(...) Lembro-me de há muitos anos estar deitado no chão, no campo (todos nós devíamos ter nascido e vivido no campo), com o céu por cima, azul, com vagarosas nuvens. De costas era a posição, e é a posição para quem quer sujeitar-se à experiência. É importante que haja silêncio. (Um leve fundo de cigarras, folhagens e piar de aves não perturba. Havia tudo isto no momento de que falo.) Eu estava deitado de costas e tinha o céu por cima. E bruscamente o céu tornou-se qualquer coisa onde se podia cair. Não era a força da gravidade que me mantinha colado à terra, mas a minha vontade. Com as mãos espalmadas no chão, enterrava os dedos na erva macia - enquanto o céu se tornava cada vez mais fundo e azul, e as nuvens mais vagarosas, até tudo se suspender num minuto de terror absoluto e de fascinação. Eu ia cair no céu infinitamente. Animal deste planeta, sem asas que me levassem sequer à nuvem mais baixa, sentei-me de rompante, rolei de bruços, de rosto contra a terra húmida. Só por isso é que não fui o primeiro cosmonauta da história.
Foi uma pequena emoção num mundo já então abundante de emoções. Ora, há dias aconteceu-me outra vez estar prestes a cair no céu.
Era
também azul, e havia nuvens. Não faltavam as cigarras, nem os pássaros.
O tempo passado anulou-se de súbito, o homem achou-se criança - e o céu
renovou as suas tentações. Que foi que não fiz?, pergunto agora então.
Que coisas me foram prometidas e negadas, ou dadas e perdidas? Que vem
fazer aqui este belo demónio azul, esta vertigem esta tentação de
renúncia, ou apenas a rápida consciência de uma dimensão poética que o
mundo não aguenta, ou não aguento eu vivendo nele?
Deixei-me
ficar a ver o céu. Bem sabia que não ia cair para cima. O tempo
reconstituiu o que desfizera: achei-me quem sou e no mundo em que vivo.

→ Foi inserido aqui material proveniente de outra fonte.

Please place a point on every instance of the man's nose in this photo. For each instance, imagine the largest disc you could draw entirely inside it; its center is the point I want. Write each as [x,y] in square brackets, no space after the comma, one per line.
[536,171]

Vagamente inquieto, vagamente perplexo, primeiro, mas logo, enquanto
enxugava uma gota de suor que me escorregava ao longo do pescoço,
recobrei a lembrança da frase que me esquecera: «Não sei o que cá faço, e
é importante que o saiba. Mas mais importante é fazer». E para o meu
lado direito me voltei, como quem se reconhece e entrega.
JOSÉ SARAMAGO, "Cair no Céu", in Deste Mundo e do Outro (1971)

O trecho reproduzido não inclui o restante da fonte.